I’m a huge fan of charitable giving and donate both time and money every year. But I believe that getting involved with a charity just because you hope to get press coverage for it is a crummy reason for supporting a charity. There are much better reasons for getting involved with charities, even as a very young company, and here they are:

It’s in your DNA

Some brands, famously TOMS Shoes, are built with charitable components. While not every business can design some type of charitable component in to its very business plan, many if not most have the type of brand values that align really well with charitable giving, whether that come in the form of fundraising for charities, annual in-service events with employees or something bigger.

Your employees care

People generally like working for a company that does good in their community and the world. This is why matching gifts, employee in-service programs, company tee-shirts for groups getting together for fundraising walks and similar activities are as popular as they are. Supporting those activities are much easier for established businesses. Startups are typically very short on the key resources of money, time and people, yet there are ways to get involved at an early stage such rallying the whole team for a fundraising walk. If you have employees already, find out what causes matter to them and what charitable activities interest them.

Your customers care

What matters to your customers and aligns with your brand? The story is old, yet it’s excellent: When SleepCountry USA was a young company, Founder Sunny Kobe Cook partnered with a charity that reconditioned donated mattresses for battered women’s shelters. The program was elegant in many ways. Customers might be excited about having a brand new mattress, but getting rid of the old one was a pain. How happy would they be to have SleepCountry take that mattress off their hands? The trucks left full of mattresses and furniture and came back empty. Having them return with the customers’ old mattresses was an incremental cost that varied with fuel prices. But disposing of those mattresses — that could add up fast. Finding a partner to refurbish the mattresses donate them to shelters was good for her business financially. Being able to hand the customer a donation receipt AND take away their used mattress? What was the value of that?

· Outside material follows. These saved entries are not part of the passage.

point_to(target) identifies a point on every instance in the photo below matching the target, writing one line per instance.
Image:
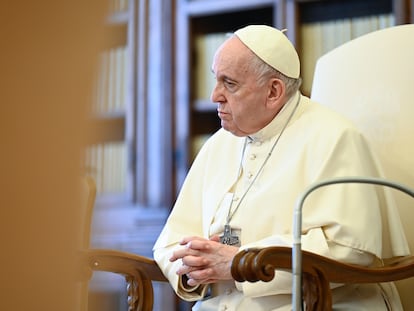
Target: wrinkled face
(242, 104)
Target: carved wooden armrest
(139, 273)
(317, 271)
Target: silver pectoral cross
(228, 238)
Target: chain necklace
(227, 237)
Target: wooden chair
(369, 80)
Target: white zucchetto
(273, 47)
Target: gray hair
(265, 72)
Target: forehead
(232, 58)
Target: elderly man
(241, 189)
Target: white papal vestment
(351, 222)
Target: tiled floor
(130, 229)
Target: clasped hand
(204, 260)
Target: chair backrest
(370, 80)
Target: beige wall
(47, 53)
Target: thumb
(215, 238)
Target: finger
(200, 245)
(180, 253)
(215, 238)
(187, 239)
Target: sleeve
(184, 220)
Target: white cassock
(353, 223)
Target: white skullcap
(273, 47)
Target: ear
(276, 93)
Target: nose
(216, 95)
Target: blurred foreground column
(48, 52)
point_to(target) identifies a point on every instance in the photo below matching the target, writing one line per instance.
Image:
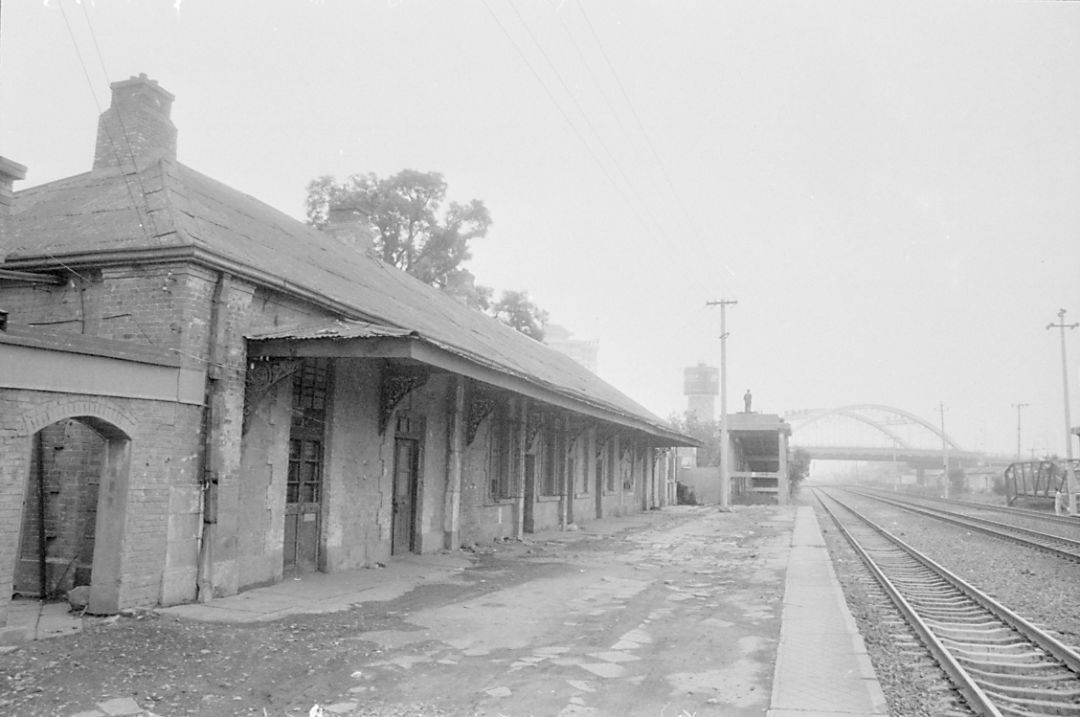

Enormous! According to customer feedback cards, 30% of customers said they came to SleepCountry BECAUSE OF THE MATTRESS DONATION PROGRAM! That’s a hugely measurable result. The program mattered so much to the customers that for 30% of them it was the deciding factor on where to shop. Being involved in causes that matter to your customers can be excellent business. Do you know what causes or issues your customers care about?

Setting your own course

Even if your charitable programs have to wait for positive cash flow, think about and plan for them right out of the gate. Let your organization’s culture and brand personality drive the type of causes you would consider adopting and your future involvement.  Then you’ll be ready when the first request comes in to put a donation jar next to the coffee machine or order logo tee-shirts for your team’s charity 5k. You’ll also be ready to capitalize on opportunities you never could have foreseen.

Seattle-based J&D’s Foods, makers of Bacon Salt, provide a terrific example of that. Operation Bacon Salt began with an email from a U.S. Marine serving in Iraq and missing his bacon. So Co-Founders Justin Esch and Dave Lefkow shipped the Marine a box of Bacon Salt. The happy soldier wrote back, including photos of his unit loving their Bacon Salt on just about everything they ate. J&D began sponsoring a unit a month and invited soldiers to email them to get on the list. Anyone ordering Bacon Salt directly from the company and shipping to a military address can get a 50% discount with the promo code baconsaltfortroups.

So you tell me: should entrepreneurs create charitable programs to get publicity?